Und wenn die Schüler bis dahin auch gut ausgebildet würden [...]
Natürlich ist das Wunschdenken, aber wenn man sich die Schulsysteme anderer Staaten ansieht [...]
Ja. Wir leben allerdings nicht in einem solchen System. Nichts gegen visionäres Denken, aber die Unvereinbarkeit idealisierter Vorstellungen mit den gegebenen Verhältnissen muss man aufzeigen und das betonkopfartige Anrennen gegen die Windmühlen innerhalb dieses Systems kritisieren. Es ist ja nichts Neues, dass Lehrer ungerecht urteilen, freie Geister schikanieren und Schwache aufgeben. So weit ich das eruieren konnte gleichen meine Erfahrungen hier weitgehend denen meiner Eltern. Die völlige Überraschtheit und Unfähigkeit mancher Eltern, damit umzugehen ist mir unverständlich. Dafür muss man früher selbst vor der Realität abgeschirmt worden sein.
Zur Integration dieser Menschen sind Unternehmen ja hierzulande löblicherweise gezwungen.
Hierzulande gibt es eine Quote für Behinderte, nämlich 25:1. Stellt man zu wenige von Ihnen ein, wird eine Geldstrafe fällig, etwa 200,- pro Monat pro Kopf. In Wahrheit ergibt sich daraus eine weitere Abgabe, da sich die Einstellung samt der damit einhergehenden Unmöglichkeit einer Kündigung nicht mehr lohnt.
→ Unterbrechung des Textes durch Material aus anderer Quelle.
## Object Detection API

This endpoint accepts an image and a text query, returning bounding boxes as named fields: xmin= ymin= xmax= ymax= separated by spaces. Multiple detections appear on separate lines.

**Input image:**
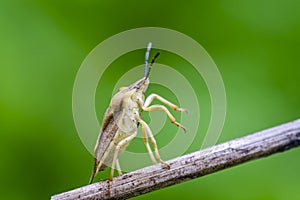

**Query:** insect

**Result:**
xmin=89 ymin=42 xmax=187 ymax=183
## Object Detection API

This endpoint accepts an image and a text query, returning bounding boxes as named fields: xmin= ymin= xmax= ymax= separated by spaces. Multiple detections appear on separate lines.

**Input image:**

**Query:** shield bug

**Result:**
xmin=90 ymin=42 xmax=187 ymax=183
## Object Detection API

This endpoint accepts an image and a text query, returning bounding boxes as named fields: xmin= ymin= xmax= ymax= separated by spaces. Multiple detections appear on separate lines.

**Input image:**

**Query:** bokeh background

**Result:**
xmin=0 ymin=0 xmax=300 ymax=200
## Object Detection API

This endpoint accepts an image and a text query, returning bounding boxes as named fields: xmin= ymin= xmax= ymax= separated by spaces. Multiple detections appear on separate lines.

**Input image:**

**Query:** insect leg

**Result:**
xmin=143 ymin=94 xmax=188 ymax=112
xmin=138 ymin=119 xmax=156 ymax=164
xmin=140 ymin=120 xmax=170 ymax=169
xmin=109 ymin=132 xmax=137 ymax=180
xmin=143 ymin=105 xmax=186 ymax=132
xmin=116 ymin=159 xmax=122 ymax=176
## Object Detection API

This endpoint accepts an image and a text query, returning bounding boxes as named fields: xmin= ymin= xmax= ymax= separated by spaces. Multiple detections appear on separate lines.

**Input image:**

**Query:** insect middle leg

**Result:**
xmin=116 ymin=159 xmax=122 ymax=176
xmin=139 ymin=119 xmax=170 ymax=169
xmin=139 ymin=119 xmax=156 ymax=164
xmin=143 ymin=105 xmax=186 ymax=132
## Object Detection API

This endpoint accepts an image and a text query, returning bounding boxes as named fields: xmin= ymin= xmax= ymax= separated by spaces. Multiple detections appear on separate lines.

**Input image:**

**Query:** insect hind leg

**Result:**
xmin=109 ymin=132 xmax=137 ymax=181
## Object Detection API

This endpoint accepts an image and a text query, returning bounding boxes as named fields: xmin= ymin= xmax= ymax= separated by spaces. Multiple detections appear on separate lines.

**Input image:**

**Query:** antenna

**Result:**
xmin=144 ymin=42 xmax=152 ymax=77
xmin=145 ymin=52 xmax=160 ymax=79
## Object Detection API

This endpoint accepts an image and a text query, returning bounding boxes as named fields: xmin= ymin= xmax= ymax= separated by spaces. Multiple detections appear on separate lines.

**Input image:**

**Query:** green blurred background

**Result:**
xmin=0 ymin=0 xmax=300 ymax=200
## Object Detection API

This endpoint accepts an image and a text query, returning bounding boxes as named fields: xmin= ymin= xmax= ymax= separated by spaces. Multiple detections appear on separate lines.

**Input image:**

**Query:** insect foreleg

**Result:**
xmin=143 ymin=105 xmax=186 ymax=132
xmin=142 ymin=94 xmax=188 ymax=112
xmin=109 ymin=131 xmax=137 ymax=180
xmin=140 ymin=120 xmax=170 ymax=169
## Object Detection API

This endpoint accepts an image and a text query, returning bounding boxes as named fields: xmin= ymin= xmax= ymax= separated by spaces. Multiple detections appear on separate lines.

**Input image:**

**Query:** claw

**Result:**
xmin=174 ymin=108 xmax=189 ymax=113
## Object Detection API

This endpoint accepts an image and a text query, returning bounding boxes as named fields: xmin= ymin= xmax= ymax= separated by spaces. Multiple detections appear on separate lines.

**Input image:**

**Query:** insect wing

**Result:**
xmin=95 ymin=109 xmax=118 ymax=161
xmin=113 ymin=99 xmax=137 ymax=133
Unter "Behinderung" fallen Analphabetismus, andere Lese-/Schreib-/Lernschwächen oder das Aufwachsen fern jeglicher Bildung freilich nicht.
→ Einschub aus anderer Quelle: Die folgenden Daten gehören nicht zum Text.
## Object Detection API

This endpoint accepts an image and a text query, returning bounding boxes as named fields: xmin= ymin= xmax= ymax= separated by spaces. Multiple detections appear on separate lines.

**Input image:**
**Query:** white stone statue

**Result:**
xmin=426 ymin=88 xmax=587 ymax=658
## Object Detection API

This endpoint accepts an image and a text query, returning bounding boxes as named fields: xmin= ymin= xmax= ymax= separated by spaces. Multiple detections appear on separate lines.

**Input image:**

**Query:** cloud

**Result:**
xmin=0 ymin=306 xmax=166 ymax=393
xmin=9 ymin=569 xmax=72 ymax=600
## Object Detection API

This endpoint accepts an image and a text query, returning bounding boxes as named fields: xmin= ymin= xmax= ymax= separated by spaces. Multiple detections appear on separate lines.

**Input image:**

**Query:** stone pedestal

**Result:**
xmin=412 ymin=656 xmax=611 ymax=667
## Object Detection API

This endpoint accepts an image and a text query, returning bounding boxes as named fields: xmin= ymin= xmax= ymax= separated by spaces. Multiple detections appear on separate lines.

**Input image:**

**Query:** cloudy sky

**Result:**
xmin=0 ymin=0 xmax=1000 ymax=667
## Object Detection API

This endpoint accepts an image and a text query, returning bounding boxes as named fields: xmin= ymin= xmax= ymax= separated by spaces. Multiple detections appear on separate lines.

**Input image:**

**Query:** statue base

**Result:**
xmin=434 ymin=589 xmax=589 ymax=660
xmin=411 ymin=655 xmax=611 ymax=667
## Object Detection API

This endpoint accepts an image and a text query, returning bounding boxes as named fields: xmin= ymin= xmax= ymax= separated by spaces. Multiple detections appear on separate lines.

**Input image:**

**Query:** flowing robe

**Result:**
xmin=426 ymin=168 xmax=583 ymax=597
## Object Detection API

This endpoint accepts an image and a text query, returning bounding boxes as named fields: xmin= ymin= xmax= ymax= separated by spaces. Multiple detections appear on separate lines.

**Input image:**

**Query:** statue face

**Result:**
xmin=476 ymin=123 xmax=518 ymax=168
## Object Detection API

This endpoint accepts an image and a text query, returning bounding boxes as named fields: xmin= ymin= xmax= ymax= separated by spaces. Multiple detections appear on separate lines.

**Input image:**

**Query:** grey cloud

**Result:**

Und wenn man Loyalität und Dankbarkeit gegen die zweifellos geringere Leistungsfähigkeit gegenrechnet, fahren die Unternehmen damit wahrscheinlich gar nicht so schlecht.
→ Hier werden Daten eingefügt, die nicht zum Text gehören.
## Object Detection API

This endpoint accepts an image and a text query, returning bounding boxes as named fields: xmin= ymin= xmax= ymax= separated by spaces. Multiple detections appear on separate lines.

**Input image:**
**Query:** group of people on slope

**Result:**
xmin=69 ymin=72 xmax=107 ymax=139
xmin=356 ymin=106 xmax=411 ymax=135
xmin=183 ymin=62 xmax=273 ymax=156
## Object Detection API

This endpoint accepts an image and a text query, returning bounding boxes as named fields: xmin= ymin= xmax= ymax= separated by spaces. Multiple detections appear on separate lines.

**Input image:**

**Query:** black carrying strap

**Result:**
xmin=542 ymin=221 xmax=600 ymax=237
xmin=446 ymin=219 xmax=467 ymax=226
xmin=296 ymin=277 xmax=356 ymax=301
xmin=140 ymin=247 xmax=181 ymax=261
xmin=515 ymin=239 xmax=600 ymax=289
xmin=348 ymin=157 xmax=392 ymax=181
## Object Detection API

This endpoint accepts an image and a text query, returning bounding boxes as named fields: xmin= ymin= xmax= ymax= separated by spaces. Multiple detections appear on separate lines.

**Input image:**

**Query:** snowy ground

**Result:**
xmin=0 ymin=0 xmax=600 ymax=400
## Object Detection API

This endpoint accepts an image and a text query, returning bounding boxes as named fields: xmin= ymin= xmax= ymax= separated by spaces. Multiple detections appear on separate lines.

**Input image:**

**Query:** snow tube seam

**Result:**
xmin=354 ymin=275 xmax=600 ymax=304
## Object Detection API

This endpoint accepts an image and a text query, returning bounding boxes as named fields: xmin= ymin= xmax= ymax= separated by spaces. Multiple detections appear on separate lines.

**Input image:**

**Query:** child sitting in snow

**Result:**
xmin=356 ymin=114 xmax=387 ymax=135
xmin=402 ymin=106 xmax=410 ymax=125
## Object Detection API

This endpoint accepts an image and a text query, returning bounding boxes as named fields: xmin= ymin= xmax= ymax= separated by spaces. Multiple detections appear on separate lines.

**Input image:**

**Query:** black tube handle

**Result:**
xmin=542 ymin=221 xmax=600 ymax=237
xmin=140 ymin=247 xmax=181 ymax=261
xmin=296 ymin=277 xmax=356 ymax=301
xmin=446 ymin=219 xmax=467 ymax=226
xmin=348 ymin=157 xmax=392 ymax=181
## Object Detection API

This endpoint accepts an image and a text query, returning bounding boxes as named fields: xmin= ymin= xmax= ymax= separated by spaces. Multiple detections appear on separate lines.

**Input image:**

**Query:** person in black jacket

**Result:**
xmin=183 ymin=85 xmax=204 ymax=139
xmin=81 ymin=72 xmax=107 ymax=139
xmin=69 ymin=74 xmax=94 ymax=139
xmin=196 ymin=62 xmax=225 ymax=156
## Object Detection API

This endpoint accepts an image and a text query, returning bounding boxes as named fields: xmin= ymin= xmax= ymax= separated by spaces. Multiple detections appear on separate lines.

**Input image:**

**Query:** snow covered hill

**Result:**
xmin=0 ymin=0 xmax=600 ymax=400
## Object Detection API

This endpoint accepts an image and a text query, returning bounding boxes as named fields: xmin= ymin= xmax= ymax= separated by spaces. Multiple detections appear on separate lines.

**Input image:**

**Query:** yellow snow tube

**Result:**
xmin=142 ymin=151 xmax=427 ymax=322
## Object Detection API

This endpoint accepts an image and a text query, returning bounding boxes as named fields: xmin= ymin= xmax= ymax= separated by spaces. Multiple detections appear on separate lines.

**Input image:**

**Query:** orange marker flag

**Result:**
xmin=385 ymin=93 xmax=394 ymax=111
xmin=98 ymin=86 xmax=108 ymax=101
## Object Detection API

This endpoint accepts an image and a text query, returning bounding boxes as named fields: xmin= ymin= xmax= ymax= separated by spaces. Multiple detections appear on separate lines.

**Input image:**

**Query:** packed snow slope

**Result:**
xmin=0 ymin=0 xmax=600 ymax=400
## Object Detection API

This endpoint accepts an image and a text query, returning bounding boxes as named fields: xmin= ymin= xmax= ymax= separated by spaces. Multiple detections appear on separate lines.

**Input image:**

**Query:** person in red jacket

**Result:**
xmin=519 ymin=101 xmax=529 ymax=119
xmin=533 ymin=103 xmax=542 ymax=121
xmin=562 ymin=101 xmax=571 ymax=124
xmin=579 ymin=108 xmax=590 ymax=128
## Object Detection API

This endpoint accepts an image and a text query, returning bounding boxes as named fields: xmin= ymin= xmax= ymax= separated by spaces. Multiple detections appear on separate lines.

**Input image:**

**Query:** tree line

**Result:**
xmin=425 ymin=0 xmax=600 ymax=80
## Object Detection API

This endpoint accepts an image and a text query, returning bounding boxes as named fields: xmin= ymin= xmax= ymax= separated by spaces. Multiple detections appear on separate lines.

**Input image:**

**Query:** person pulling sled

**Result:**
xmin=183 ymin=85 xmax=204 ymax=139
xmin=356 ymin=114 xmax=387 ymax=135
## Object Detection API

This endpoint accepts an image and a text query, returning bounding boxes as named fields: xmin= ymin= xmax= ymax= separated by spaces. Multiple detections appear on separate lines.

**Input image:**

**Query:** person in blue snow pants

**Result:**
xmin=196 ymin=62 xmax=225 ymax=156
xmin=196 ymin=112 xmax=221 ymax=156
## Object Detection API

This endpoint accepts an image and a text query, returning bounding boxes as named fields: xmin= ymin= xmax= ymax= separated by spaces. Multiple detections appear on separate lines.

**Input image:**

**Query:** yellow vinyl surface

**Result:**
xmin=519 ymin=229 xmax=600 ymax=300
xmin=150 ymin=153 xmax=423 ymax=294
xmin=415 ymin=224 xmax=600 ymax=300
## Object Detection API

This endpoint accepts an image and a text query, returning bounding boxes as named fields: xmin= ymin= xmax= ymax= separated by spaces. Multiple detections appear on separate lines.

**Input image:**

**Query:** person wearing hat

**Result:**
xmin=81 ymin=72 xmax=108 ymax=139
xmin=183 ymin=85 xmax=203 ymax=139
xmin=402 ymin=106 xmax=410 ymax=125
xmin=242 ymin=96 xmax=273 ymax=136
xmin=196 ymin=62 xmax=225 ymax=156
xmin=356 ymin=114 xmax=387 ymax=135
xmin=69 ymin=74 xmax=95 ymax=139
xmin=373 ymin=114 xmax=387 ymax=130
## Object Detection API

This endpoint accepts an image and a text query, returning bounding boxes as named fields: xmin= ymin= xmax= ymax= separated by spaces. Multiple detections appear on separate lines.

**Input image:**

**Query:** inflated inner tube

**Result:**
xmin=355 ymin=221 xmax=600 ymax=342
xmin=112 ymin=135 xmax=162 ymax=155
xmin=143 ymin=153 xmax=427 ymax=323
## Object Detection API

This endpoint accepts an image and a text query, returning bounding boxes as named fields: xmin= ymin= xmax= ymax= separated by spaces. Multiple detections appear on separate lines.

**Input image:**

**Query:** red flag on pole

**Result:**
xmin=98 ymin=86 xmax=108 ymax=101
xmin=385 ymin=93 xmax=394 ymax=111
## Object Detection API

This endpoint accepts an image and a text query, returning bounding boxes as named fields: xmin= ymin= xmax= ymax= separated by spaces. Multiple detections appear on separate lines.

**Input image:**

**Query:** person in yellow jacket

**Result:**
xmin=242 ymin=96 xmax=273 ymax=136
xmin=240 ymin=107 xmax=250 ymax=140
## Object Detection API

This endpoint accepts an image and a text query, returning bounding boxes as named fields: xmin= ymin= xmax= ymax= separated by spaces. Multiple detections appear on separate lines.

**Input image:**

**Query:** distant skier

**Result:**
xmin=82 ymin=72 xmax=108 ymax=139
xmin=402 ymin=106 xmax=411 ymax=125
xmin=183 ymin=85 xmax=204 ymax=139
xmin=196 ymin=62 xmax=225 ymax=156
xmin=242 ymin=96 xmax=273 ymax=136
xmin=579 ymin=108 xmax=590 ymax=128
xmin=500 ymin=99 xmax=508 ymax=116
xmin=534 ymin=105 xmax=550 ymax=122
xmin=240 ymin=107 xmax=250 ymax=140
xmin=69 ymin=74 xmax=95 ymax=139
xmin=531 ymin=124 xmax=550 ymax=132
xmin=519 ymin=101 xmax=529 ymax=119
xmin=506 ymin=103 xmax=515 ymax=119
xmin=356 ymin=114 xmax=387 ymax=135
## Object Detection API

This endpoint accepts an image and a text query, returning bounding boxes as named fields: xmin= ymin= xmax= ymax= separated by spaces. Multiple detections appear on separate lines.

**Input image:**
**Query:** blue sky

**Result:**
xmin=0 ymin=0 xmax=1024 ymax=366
Das widerspricht meinen Erfahrungen aus dem Berufsleben. Gerade Personal aus schlechten Verhältnissen - und dort tritt mangelnde Bildung nunmal hauptsächlich auf - sind Chancen oder Konsequenzen oft völlig egal. Wozu auch anstrengen, wenn der Einkommensunterschied den Arbeitsaufwand kaum rechtfertigt? Betroffene Kinder mit normalem Background werden meist so weit gebracht, dass einzelne Schwächen im Grundrauschen untergehen. Dankbarkeit ist in unserer gesättigten Welt generell nur mehr schwer auszumachen, das nur als Raunzer nebenbei.
Das Einfordern des Abiturs seitens der Ausbildungsbetriebe grenzt angesichts des Bildungsstandes der Schüler an Notwehr.
Natürlich, hier geht es um handfeste wirtschaftliche Interessen. Den Aufwand, dutzende Bewerber zu testen, um einen brauchbaren zu finden ist viel zu hoch ...
Und sollte in einem funktionierenden System auch kaum notwendig sein.
Sollte, hätte, würde. Ja, gerne. Aber inwiefern bringt das die Diskussion weiter, wenn es um die Bewältigung aktuell anstehender Probleme geht? Das käme einer Revolution gleich und würde den Einsatz gewaltiger finanzieller Mittel erfordern. Woher sollen die kommen? (Bei dir hege ich wenigstens nicht die Befürchtung, du würdest dafür die bösen Banken den Bach runtergehen lassen. ;-))
Für Erziehung sind ausschließlich die Eltern zuständig
Es wirkt auf mich, als würdest du einmal mehr Zielsetzung und Fehlentwicklung unzulässig miteinander verknüpfen. Du beschreibst ein nicht abzustreitendes Faktum und erhebt es dabei zur Richtlinie für die Zielsetzung.
Nein. Ich beschreibe den gangbaren Weg innerhalb des existierenden Systems. Gültigkeit hat dieser, solange keine gravierenden Veränderungen stattfinden. Die skandinavische Bildungspolitik ist für mich das Wolkenkuckucksheim enttäuschter Eltern. Über die dortige Steuerlast will ich gar nicht erst nachdenken müssen.
Und ich wage gern die Behauptung, dass dich ein Teil deiner Lehrer natürlich auch erzogen hat.
Einige wenige genossen bei mir tatsächlich Ansehen, ja. Es widerstrebt mir aber ungemein, diese Einzelfälle als Maßstab für eine Verlagerung der Erziehungsarbeit heranzuziehen.
Der Auftrag ist eine Zielsetzung. Aber faktische Fehlentwicklungen dürfen doch nur die faktischen Konsequenzen negativ beeinflussen, nicht aber die ursprünglichen Ziele.
Meine Äußerungen beziehen sich allesamt auf die aktuell vorliegenden Verhältnisse. Über eine ideale Welt zu philosophieren ist mir zu abgehoben. Vielleicht liegt darin das Missverständnis begründet.